Image names from public and private test sets are retrieved from the sample_submission.csv file that is provided. If `PUBLIC_ONLY = True`, then we only make the prediction for public test data.

In [None]:
df_sample = pd.read_csv('../input/hubmap-kidney-segmentation/sample_submission.csv')
names,preds = [],[]
if PUBLIC_ONLY:
    samples = ['d488c759a', 'aa05346ff','57512b7f1','3589adb90','2ec3f1bb9']
    samples_n = [id for id in df_sample.id if id not in samples]

    for x in samples_n:
        names += [x]
    preds += [np.NaN]*len(samples_n)
    df_sample = df_sample.loc[df_sample.id.isin(samples)]
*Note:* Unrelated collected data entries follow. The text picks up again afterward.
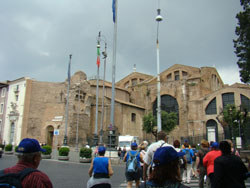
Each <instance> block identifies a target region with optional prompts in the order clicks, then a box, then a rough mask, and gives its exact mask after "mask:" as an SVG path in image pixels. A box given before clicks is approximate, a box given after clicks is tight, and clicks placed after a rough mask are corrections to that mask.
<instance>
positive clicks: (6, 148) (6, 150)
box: [4, 144, 13, 151]
mask: <svg viewBox="0 0 250 188" xmlns="http://www.w3.org/2000/svg"><path fill="white" fill-rule="evenodd" d="M12 148H13V146H12V144H7V145H6V146H5V148H4V150H5V151H12Z"/></svg>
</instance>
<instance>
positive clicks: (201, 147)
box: [195, 139, 209, 188]
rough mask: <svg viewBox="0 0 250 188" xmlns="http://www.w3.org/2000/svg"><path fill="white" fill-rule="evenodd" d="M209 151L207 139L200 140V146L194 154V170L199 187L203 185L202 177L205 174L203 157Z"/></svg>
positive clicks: (204, 169) (207, 141)
mask: <svg viewBox="0 0 250 188" xmlns="http://www.w3.org/2000/svg"><path fill="white" fill-rule="evenodd" d="M208 152H209V142H208V141H207V140H204V139H203V140H202V141H201V148H200V149H199V150H198V153H197V156H196V162H195V164H196V171H197V174H198V175H199V187H200V188H203V187H204V177H205V176H206V175H207V169H206V168H205V167H204V166H203V158H204V157H205V155H206V154H207V153H208Z"/></svg>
Then we generate masks for each image in the test set.

In [None]:
for idx,row in tqdm(df_sample.iterrows(),total=len(df_sample)):
    idx = row['id']
    print("Computing predictions for image", idx)
    img, init_shape, centroids = make_predictions_1st(idx)
    rle = make_predictions_2nd(idx, img, init_shape, centroids)
    names.append(idx)
    preds.append(rle)

And finally we generate a submission.csv file containing all our predictions.

In [None]:
df = pd.DataFrame({'id': names, 'predicted': preds})
df.to_csv('submission.csv',index=False)

# Insights

Thanks to our predictions, we could compute some metrics about glomeruli. In particular we were interested in the median area per patient, the median perimeter per patient and the median ratio area/(perimeter²) per patient. Here are the values we obtained based on the GT for images in the training set and based on our predictions for images in the test set.
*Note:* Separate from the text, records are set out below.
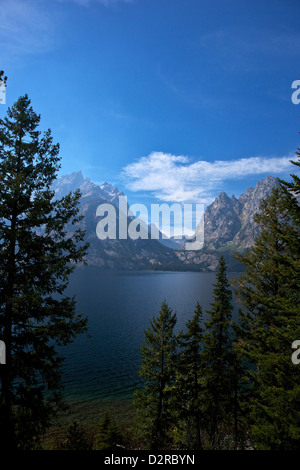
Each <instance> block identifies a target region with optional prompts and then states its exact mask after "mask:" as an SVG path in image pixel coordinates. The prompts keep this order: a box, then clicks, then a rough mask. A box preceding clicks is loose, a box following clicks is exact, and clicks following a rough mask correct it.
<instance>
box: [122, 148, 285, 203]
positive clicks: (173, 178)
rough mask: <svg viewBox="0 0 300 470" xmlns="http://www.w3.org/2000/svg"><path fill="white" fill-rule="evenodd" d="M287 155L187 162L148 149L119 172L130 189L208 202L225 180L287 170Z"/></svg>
mask: <svg viewBox="0 0 300 470" xmlns="http://www.w3.org/2000/svg"><path fill="white" fill-rule="evenodd" d="M290 158H291V157H263V156H258V157H250V158H240V159H237V160H228V161H224V160H216V161H214V162H207V161H205V160H198V161H196V162H191V161H190V159H189V158H188V157H186V156H182V155H180V156H176V155H171V154H167V153H163V152H152V153H151V154H150V155H148V156H147V157H141V158H140V159H139V160H138V161H136V162H134V163H130V164H129V165H127V166H126V167H125V168H124V169H123V172H122V177H123V179H124V182H125V185H126V187H127V188H128V189H129V190H131V191H134V192H135V191H149V192H150V193H151V194H153V195H154V196H155V197H156V198H157V199H159V200H161V201H168V202H199V203H204V204H207V203H210V202H211V201H212V200H213V198H214V197H215V191H216V190H219V189H222V184H223V183H224V182H225V181H230V180H237V179H242V178H247V177H250V176H253V175H265V176H266V175H280V174H281V173H283V172H286V171H289V170H290V166H291V164H290V162H289V160H290Z"/></svg>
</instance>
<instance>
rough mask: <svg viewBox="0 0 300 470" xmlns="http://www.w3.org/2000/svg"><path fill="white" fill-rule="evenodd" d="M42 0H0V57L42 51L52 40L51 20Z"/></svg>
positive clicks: (54, 19) (46, 48) (52, 28)
mask: <svg viewBox="0 0 300 470" xmlns="http://www.w3.org/2000/svg"><path fill="white" fill-rule="evenodd" d="M44 7H45V3H44V2H43V1H42V0H35V1H33V0H28V1H26V2H25V1H24V0H1V8H0V42H1V43H2V44H1V56H2V59H3V60H6V59H7V57H14V56H16V55H24V54H26V55H27V54H36V53H40V52H45V51H46V50H48V49H49V48H51V47H53V45H54V44H55V41H56V39H55V34H54V33H55V22H56V20H57V15H56V16H55V18H54V16H53V14H50V13H49V11H48V10H46V9H45V8H44Z"/></svg>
| id        | median area (µm²) | median perimeter (µm) | median area/perimeter² |
|-----------|-------------------|-----------------------|------------------------|
| 0486052bb | 5610              | 309                   | 0.059                  |
| 2f6ecfcdf | 34158             | 708                   | 0.068                  |
| 8242609fa | 32320             | 683                   | 0.069                  |
| aaa6a05cc | 13466             | 436                   | 0.071                  |
| b2dc8411c | 24430             | 594                   | 0.069                  |
| b9a3865fc | 15859             | 483                   | 0.068                  |
| cb2d976f4 | 13378             | 435                   | 0.071                  |
| 095bf7a1f | 29992             | 651                   | 0.071                  |
| 1e2425f28 | 8768              | 356                   | 0.069                  |
| 26dc41664 | 28316             | 649                   | 0.067                  |
| 4ef6695ce | 22636             | 574                   | 0.069                  |
| 54f2eec69 | 32392             | 684                   | 0.069                  |
| afa5e8098 | 21632             | 577                   | 0.065                  |
| c68fe75ea | 34348             | 720                   | 0.067                  |
| e79de561c | 33504             | 704                   | 0.068                  |
| 2ec3f1bb9 | 19719             | 529                   | 0.070                  |
| 3589adb90 | 28081             | 630                   | 0.071                  |
| 57512b7f1 | 38216             | 741                   | 0.070                  |
| aa05346ff | 55608             | 1122                  | 0.044                  |
| d488c759a | 11376             | 403                   | 0.070                  |

We found that the median area of glomeruli was negatively correlated to the weight (correlation coefficient of -0.40), the height (-0.39) and the BMI (-0.12). The median perimeter was similarly correlated (respectively -0.46, -0.40 and -0.20). The median area/(perimeter²), describing how complex the shape of the glomeruli were, has been found to be correlated to the weight (0.22), the height (0.16) and the BMI (0.19).

However these findings must be confirmed on more patients, as they are based on a very small sample of people that is not necessarily representative of the general population.